2.Bölüm/ TANIŞMA

365 304 20
                                    

İLK BAKIŞ, İLK GÜLÜŞ, İLK GÖRÜŞ, HER ŞEYİN EN GÜZEL İLKİ...
                    ***
Lunapark'ta sadece ikimiz vardık, gece karanlığında  dönme dolap'ın içinde yaktığımız  beyaz mum ışığında gözlerimin içine dokunan gözleri, Onu taklid eden sözleri yankılanıyordu kulaklarımda.

Kendini tanıtmaya başladı:
"Adım Ömer, 22 yıldır hayatayım"dedi, gülmeye başladım. "yirmi iki yıldır hayattamısın?"dedim.

Sesini,Karanlığa doluşan gülme sesim kesti."Evet öyle"dedi

"Lütfen devam et."

"Bir kafede canlı müzik yapıyorum.

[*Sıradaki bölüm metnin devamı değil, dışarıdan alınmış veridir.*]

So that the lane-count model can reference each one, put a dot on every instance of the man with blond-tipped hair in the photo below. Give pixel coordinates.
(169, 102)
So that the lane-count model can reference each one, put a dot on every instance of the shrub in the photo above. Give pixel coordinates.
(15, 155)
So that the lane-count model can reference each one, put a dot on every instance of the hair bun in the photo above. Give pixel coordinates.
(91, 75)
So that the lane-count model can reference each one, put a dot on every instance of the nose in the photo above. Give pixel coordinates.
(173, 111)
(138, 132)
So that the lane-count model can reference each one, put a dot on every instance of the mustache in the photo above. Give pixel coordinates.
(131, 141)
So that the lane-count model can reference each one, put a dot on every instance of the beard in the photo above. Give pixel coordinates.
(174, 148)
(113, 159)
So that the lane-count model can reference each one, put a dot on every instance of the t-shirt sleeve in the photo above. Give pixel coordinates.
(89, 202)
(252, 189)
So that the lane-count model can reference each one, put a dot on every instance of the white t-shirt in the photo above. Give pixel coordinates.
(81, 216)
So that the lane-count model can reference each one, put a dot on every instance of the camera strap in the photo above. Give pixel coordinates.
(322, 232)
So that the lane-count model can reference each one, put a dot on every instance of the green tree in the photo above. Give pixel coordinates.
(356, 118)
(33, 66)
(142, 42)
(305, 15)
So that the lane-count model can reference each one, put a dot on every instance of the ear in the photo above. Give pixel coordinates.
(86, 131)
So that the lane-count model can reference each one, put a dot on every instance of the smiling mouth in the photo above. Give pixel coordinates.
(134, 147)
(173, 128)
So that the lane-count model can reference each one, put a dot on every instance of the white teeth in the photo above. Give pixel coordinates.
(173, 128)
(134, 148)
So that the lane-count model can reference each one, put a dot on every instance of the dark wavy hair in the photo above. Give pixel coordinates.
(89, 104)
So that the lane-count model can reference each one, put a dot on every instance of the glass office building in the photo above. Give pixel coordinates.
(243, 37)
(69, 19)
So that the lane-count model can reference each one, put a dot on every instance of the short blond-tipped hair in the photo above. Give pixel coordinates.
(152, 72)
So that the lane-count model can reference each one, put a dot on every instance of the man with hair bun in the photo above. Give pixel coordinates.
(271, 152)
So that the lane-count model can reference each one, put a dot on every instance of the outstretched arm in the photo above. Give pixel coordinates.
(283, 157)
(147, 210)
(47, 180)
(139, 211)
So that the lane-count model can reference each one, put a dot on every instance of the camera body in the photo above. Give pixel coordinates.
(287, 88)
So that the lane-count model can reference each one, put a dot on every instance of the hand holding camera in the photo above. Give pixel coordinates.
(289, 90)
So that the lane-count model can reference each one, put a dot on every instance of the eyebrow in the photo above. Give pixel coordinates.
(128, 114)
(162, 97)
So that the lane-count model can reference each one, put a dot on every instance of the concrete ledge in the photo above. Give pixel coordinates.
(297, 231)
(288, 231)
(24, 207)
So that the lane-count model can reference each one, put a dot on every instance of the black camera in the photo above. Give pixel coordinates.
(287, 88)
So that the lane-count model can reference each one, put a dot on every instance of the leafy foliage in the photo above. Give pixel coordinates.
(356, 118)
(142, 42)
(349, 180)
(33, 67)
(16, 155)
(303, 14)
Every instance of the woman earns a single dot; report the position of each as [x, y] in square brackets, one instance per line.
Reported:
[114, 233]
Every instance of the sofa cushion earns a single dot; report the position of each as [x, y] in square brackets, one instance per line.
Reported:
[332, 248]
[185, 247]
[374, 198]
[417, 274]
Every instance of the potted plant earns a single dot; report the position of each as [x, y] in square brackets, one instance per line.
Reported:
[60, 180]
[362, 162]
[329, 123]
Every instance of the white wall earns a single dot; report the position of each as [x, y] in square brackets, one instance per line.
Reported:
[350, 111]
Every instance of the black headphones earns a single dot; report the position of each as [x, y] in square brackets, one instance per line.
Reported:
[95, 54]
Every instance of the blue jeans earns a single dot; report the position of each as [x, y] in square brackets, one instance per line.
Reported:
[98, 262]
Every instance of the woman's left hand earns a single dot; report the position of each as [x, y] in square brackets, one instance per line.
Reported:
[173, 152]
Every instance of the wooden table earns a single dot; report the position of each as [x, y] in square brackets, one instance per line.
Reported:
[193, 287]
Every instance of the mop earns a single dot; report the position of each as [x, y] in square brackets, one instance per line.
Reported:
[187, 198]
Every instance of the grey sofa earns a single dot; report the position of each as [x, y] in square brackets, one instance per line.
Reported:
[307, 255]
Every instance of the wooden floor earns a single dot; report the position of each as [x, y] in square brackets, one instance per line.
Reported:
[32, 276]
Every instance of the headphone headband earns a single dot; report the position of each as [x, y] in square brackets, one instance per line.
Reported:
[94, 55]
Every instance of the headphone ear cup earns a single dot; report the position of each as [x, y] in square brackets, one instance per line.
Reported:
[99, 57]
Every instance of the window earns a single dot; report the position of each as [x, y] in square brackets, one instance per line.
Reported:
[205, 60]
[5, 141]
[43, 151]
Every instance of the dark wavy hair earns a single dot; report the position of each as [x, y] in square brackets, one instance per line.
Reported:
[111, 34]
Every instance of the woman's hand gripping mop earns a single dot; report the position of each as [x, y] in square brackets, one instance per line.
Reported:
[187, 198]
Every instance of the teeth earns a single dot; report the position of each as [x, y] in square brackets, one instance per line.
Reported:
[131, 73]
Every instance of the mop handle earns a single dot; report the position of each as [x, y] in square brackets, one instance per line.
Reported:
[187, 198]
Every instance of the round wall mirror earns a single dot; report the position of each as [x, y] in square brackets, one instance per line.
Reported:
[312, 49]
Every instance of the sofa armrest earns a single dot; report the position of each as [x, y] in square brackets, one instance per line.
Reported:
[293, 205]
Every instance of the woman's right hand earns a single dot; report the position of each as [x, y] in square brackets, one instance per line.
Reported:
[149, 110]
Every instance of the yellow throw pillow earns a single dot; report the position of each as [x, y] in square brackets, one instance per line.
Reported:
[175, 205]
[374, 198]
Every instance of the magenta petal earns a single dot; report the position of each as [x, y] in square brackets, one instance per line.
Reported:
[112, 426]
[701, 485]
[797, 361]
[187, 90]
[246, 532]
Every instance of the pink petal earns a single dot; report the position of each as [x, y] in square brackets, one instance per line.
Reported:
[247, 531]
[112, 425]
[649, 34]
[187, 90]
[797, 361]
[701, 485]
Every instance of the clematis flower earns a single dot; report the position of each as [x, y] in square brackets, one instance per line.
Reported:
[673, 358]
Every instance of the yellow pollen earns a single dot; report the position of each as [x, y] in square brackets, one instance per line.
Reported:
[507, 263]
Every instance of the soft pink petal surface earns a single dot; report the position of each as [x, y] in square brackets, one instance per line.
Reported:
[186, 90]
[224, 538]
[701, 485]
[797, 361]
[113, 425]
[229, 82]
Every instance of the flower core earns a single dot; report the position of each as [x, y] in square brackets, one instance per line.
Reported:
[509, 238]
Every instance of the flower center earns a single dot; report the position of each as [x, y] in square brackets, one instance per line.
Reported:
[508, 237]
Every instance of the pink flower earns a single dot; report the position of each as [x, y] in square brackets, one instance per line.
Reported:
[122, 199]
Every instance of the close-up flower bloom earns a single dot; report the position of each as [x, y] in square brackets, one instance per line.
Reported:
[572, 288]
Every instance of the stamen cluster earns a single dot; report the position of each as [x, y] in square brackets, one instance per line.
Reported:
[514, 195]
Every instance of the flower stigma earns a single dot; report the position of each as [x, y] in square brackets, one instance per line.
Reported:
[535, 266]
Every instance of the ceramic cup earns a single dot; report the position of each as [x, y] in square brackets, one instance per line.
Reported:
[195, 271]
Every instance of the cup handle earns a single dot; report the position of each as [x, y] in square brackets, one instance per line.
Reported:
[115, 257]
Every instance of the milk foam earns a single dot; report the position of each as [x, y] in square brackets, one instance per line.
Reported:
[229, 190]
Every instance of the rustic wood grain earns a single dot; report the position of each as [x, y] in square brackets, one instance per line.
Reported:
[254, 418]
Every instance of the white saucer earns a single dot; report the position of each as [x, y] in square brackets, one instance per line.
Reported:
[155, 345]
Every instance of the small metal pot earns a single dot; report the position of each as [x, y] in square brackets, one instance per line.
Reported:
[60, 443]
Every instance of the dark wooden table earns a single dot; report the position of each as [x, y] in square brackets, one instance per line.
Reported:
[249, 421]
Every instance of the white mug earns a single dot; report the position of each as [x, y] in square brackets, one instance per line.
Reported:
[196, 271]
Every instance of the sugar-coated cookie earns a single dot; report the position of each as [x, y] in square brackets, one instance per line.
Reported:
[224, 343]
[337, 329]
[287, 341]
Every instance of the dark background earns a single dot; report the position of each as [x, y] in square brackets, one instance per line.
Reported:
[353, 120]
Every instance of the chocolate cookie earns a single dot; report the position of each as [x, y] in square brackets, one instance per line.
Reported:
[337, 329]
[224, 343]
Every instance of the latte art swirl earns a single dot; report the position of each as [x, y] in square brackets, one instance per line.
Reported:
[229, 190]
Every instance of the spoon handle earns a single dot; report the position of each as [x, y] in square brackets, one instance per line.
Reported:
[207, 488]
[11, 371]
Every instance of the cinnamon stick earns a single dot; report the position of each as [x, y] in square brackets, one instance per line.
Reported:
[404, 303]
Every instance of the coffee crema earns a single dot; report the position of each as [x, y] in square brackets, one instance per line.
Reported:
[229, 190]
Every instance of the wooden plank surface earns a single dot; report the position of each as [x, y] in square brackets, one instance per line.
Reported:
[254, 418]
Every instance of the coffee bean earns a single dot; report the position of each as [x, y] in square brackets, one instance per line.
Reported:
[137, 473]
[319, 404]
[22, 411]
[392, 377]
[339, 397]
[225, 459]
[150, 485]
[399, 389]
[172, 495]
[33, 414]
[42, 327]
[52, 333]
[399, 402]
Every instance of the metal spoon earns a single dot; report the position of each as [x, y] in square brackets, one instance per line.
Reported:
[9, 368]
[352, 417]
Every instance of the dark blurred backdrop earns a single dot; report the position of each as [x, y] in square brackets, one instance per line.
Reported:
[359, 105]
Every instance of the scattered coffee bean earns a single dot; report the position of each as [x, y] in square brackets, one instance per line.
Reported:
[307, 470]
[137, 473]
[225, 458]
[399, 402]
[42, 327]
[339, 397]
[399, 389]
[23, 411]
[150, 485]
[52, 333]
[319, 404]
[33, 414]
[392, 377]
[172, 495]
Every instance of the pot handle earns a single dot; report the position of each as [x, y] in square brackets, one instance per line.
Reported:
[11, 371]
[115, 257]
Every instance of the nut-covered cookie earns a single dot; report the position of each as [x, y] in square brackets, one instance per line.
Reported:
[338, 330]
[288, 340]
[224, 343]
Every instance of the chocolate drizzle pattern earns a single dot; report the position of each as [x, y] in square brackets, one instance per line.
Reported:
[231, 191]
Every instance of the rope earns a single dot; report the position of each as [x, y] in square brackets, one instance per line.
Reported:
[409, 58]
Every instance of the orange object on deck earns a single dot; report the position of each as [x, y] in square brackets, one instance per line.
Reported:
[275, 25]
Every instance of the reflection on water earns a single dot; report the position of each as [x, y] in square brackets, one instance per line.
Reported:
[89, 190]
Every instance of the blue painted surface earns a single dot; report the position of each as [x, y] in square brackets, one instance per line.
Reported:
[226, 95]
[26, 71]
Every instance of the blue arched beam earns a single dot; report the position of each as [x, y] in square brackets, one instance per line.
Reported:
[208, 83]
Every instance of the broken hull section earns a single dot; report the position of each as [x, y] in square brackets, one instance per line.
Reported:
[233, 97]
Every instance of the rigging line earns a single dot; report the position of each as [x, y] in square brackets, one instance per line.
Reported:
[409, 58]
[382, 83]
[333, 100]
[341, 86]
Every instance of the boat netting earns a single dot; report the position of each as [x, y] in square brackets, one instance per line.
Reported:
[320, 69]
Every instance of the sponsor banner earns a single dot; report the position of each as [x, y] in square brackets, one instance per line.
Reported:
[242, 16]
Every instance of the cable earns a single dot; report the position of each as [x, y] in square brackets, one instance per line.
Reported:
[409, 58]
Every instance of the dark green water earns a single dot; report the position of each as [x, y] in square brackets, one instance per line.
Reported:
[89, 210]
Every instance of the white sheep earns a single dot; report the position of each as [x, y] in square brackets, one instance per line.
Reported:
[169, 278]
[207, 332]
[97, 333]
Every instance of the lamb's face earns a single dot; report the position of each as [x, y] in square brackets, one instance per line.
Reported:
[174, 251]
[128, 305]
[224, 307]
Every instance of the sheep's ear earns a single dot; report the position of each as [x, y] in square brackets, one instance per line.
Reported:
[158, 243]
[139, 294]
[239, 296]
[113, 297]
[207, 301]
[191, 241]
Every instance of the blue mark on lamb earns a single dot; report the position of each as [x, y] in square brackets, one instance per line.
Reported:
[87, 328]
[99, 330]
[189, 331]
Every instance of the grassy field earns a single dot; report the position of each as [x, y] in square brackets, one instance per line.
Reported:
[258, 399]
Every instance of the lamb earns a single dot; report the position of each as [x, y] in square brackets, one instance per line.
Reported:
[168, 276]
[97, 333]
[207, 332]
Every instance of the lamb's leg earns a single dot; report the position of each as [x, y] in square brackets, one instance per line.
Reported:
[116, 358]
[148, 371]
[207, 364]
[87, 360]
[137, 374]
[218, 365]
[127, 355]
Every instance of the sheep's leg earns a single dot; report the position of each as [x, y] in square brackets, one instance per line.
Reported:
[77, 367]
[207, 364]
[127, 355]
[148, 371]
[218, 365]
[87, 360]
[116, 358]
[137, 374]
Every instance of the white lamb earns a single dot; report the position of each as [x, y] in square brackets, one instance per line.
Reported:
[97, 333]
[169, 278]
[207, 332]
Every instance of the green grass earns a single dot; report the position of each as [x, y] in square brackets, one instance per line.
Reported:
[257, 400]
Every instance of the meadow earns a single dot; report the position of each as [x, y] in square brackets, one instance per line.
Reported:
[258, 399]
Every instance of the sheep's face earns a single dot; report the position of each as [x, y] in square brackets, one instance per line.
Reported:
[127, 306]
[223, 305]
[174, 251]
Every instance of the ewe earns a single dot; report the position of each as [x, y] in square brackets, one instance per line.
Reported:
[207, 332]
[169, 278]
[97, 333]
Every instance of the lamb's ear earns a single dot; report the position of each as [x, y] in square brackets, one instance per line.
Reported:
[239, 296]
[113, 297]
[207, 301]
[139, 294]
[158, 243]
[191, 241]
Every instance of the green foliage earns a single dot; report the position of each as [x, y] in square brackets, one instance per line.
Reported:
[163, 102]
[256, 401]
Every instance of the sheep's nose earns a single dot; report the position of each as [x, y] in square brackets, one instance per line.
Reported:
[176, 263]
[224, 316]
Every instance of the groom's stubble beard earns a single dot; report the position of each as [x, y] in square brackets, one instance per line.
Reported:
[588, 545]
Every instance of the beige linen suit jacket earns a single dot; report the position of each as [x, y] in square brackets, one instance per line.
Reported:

Geleceğin starı diye bilirsin şimdiden
tişörtünü imzalarım  istersen."

"Yok teşekkürler, ben almayayım"dedim birbirimizin yüzüne bakıyorduk şimdi... Güldükten sonra sözüne devam etti;

"Okumuyorum artık. laborant veteriner sağlık bölümünü kazandım ama devam edecek gücüm yoktu. Üniversite birinci sınıf terkim" Dedi "Babam'ın vefatından sonra kafamı torpalamak zor oldu derslere adapte olmak bile bir azaptı.
Kafam doluydu artık bir şeyler almıyordu... Alamıyordu." dedi iç çekerek

İnsanların yaralarına basmak
Kendi yaramı kendi ellerimle  deşmekti. Pişmanlıktan hüzün duymuş bir sesle:

"Baban mı? Üzgünüm"dedim.

"Üzülme ben de artık eskisi kadar üzülmüyorum çünkü".Dedi ve kelimelerinde derin anlamlar saklıydı. Devam etti."İnsan gerçekten bazı şeylere alışıyor,acıya karşı bile bağışıklık kazanıyor sanki, öyle şeyler oluyor ki normalde deli gibi şaşkınlık duyacağın şeylere bile şaşırmıyorsun mesela. Babamı kaybettiğim zaman şaşırmayı, ağlamayı ve üzülmeyi bile bıraktım... Bırakılıyor maalesef"dedi

Sesinde sadece özlem vardı... sadece özlem vardı mum ışığında parlayan gözlerinde.
Derinden sarsılan bir adam vardı,sokak dolusu bir adamın yalnızlığı ve sesizliğin pencesinden onu almamı isteyen bakışları...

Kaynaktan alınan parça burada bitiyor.